Jeff told me that the first thing I had to do was to infuse the vodka and he got me started with this step.



I purchased an infusion jar that holds about 1-1/2 gallons and loaded in several kinds of peppers. Mild peppers like ancho, bell peppers, and bananna peppers, hot peppers like the hot bananna, jalapeno, seranno, and a couple of habenero peppers. Looks better if you select some for the color. Then I added some onions, baby carrots, celrey, and a couple of cloves of garlic. I then filled it up with vodka and let it infuse for about 4 days. I poured it back into the bottles and I was ready to go with the infused vodka. Them used up veggies would probably make a heck of a good pot roast!

For the mix, Jeff suggested several different brands but after trying them all, both Jeff and I prefer the Mr & Mrs T's Bold and Spicy.



Jeff would suggest that you garnish the rim of a 16 oz cup with lime juice and maybe a rub of your choice or some celrey salt but I usually leave this step out. I usually just fill up the cup with ice and then pour about 1/4 of it into my shaker. I then add about 1-1/2 oz of the infused vodka and about 6 oz of the Mr & Mrs T's Bold and Spicy mix to the shaker. Next comes a 1/4 tsp of celrey salt, and a 1/2 tsp of celrey seed and then a very generous shot of Tabasco sauce. I then grind in generous amount of fresh ground Telecherry black pepper to the shaker. Shake that all up and pour into the cup. Then add a celrey stick, or maybe a Slim Jim sausage stick or pickle or whatever you have.
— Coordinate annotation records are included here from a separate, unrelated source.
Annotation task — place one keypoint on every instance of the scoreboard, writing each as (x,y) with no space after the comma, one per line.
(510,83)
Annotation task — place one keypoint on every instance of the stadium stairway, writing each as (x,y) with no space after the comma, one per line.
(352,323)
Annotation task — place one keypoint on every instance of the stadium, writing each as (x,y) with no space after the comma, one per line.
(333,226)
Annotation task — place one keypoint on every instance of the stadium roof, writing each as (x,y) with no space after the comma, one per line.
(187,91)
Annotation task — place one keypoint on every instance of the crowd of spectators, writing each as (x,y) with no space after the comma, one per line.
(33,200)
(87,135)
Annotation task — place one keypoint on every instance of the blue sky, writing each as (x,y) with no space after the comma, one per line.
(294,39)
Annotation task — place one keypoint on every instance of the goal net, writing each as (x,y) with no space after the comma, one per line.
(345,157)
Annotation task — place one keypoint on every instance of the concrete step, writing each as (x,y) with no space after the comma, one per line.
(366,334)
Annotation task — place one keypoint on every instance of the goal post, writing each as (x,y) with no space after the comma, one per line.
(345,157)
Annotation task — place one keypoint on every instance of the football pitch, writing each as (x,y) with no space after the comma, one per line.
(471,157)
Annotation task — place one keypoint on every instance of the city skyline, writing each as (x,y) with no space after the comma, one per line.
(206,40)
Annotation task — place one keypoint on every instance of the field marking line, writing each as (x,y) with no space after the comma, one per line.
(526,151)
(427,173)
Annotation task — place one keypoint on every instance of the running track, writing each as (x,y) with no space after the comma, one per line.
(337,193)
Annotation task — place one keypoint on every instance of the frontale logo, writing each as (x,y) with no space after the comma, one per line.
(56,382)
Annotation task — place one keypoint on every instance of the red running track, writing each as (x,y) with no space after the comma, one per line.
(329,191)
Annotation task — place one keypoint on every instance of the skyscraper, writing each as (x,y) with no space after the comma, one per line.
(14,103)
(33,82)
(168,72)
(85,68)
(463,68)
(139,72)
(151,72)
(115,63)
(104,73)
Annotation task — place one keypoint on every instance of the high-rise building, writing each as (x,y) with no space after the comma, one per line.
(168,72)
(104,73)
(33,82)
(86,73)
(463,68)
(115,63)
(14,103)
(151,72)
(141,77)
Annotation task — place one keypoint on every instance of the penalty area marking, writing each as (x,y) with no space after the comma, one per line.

I don't think you can drink a better Bloody Mary. I think the infused vodka makes all the difference in the great taste of this drink.



I made up a glaze with some bbq sauce, real maple syrup, and some honey and brushed it on the ham about 30 minutes before it came off the cooker.



Looked pretty good coming off of the Weber kettle and I let it rest covered with foil for about 30 minutes.



Set my slicer up for thin slices and started slicing up the ham.



Made up a nice plate of sliced ham and then I got it ready to send out.



Placed it into another container, added some pineapple slices and juice along with some cherries and sent it on its way.

2 comments:

  1. It all looks real good. That sweet glaze sounds like I'd love it.